The study is just the first part of a work in progress, Nagensgast says. “The core of our risk analysis in this research was to analyze the risk of these funds through traditional portfolio management theory statistics, such as standard deviation, beta and so on,” he says. “We compared the performances of the fund families in up and down markets, but that is not enough for a thorough analysis. To really make judgments about the inherent risks of these funds, you have to step out and look at other factors influencing their performance, and we will do that in the second edition of our study, to be completed early next year.”
Thus far in the analysis process, Turnstone’s main concern is that life cycle funds do not adequately address the risk of loss, Nagengast says. These funds rely on the return to the mean of performance to protect investors, which basically rests on the premise that if they are down for a few years, they will eventually come up. However, that is inadequate for investors who are looking at these funds as a life-long, long-term investment proposition, he says.
“These funds have looked at diversification and portfolio placement along an efficient frontier to address risk, but we think that that’s not enough because both in the short-term and the long-term, it procures risks to end users,” Nagengast says. “The rationale behind the mean variance analysis used by target maturity funds is that even if you lose in the short-term, you’ll come out okay in the long-term.

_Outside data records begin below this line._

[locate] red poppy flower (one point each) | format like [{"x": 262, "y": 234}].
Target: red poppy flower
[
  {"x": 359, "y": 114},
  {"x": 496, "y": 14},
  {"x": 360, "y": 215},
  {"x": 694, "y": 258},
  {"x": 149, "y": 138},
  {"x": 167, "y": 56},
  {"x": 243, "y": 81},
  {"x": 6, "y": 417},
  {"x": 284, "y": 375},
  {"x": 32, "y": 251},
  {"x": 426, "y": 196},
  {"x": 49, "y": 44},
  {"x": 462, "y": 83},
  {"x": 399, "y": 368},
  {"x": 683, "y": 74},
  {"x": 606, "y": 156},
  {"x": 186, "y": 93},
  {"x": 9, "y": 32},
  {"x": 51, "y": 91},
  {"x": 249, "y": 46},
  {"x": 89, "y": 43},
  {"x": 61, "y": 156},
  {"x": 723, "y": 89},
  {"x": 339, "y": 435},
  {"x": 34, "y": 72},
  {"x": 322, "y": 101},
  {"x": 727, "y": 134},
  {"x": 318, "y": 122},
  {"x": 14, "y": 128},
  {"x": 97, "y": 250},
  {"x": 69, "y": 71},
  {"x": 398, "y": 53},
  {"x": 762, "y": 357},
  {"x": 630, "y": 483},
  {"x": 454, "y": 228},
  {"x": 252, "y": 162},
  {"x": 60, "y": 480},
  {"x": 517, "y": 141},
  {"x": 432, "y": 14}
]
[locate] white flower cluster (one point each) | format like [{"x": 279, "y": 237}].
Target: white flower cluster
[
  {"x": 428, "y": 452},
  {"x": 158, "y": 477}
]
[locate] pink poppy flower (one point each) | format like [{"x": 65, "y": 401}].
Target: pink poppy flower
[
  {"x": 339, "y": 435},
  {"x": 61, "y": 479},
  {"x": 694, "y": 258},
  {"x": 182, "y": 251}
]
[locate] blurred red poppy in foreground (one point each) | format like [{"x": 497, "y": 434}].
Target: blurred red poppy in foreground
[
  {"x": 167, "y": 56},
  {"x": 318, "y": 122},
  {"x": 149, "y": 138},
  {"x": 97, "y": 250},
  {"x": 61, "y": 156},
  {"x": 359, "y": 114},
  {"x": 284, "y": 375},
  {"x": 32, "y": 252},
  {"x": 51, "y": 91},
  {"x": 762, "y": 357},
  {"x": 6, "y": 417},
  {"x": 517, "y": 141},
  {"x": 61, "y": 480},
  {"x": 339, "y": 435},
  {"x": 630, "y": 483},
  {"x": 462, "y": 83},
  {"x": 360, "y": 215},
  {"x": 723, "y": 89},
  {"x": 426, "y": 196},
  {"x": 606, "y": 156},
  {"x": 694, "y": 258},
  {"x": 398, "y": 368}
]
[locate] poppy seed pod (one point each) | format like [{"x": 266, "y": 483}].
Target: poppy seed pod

But the problem for an individual investor is that the benefits might not coincide with their retirement date, so while this premise works in theory and in the aggregate, it does not work for an individual.”
Many experts have been pointing to this problem, Nagengast says, and are thinking up ways in which to address it. Turnstone will also be offering some pointers in the second edition of its research, as well as focusing more upon the key issue relating to life cycle funds, which is the fiduciary responsibility they have toward individuals.
“An investor in a 2020 fund will believe that he or she will have enough money at that time for their retirement. There is no promise of this, yet it is implicit,” Nagengast says. “When these funds form part of a qualified retirement plan, it seems a fund manager has an even greater level of fiduciary responsibility–perhaps not legally, but in this case, falling back on absolute legal standards is not enough.”
Popping the Hood is directed toward plan sponsors and financial advisors serving the defined contribution market, as well as toward financial advisors with individual clients that are thinking about life cycle funds, Nagengast says. It is available at www.turnstoneag.com.